契約結婚はつたない恋の約束⁉︎
「……先生、まだそんなこと言ってるんですか?わたしだって、そろそろ東京に戻らないといけないんです。せっかく京都に来てるのに、夫のところにもろくに行けてないっていうのに」
階段の上から、しのぶの声がした。
京都の大学に籍を置く佐久間と、東京の大手出版社に勤務するしのぶは、結婚した当初から別居婚だった。結婚してもうすぐ五年になるが子どもがいないのは、多分にその理由からだ。
「……別に、行かなくていいだろう」
男の声が聞こえてきた。「作家」の声のようだ。
……男の先生やってんやわぁ。
栞はそれすら聞かされていなかったことに、たった今、気づいた。
……大丈夫かなぁ?何歳くらいの先生やねやろ?
「なにを言ってるんですか?わたしと夫を離婚させる気ですか?……とにかく、わたし、階下に降りますからね。
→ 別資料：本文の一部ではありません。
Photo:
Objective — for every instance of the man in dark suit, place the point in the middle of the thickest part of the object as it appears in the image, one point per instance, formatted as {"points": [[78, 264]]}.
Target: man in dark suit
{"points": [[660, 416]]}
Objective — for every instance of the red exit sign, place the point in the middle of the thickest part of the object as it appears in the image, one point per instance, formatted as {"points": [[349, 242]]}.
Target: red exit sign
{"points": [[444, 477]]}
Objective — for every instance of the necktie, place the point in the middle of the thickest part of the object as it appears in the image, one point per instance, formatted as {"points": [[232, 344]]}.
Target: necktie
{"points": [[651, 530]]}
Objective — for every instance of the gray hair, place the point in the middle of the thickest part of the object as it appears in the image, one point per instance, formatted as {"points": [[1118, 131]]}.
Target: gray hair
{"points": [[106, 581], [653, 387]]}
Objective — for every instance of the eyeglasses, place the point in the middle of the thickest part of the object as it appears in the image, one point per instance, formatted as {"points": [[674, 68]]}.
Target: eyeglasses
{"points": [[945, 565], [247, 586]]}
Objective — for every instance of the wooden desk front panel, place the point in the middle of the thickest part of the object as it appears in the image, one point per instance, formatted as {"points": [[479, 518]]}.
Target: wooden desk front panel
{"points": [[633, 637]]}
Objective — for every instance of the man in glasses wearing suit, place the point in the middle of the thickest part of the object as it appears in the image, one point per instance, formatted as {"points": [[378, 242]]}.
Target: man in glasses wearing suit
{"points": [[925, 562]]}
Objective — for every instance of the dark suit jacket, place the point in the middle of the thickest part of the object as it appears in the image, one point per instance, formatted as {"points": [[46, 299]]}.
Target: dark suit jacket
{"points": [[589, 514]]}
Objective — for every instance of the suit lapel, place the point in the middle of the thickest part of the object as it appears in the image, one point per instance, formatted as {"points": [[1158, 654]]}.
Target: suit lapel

彼女をあまり、待たせるわけにはいきませんし」
しのぶが階段を降りてきた。
「はっ、どうせ家政婦なんだから、おふくろくらいの歳のオバサンなんだろ?
……なんで、そんなオバサンと二人っきりでこんな場所に住まなきゃなんないんだよ?」
作家の声はとても不機嫌そうだった。
「それに、東京にいれば遊んでばっかりって言うんなら、せめてNYとかLAにしろよ?
なんで、よりによって京都なんだよ?
しかも、ここって……本当に京都かよ?」
……たぶん不動産登記簿謄本には「京都府」として記載されているでしょうけれど、実際には限りな〜く「奈良県」です。
と、栞は心の中で思った。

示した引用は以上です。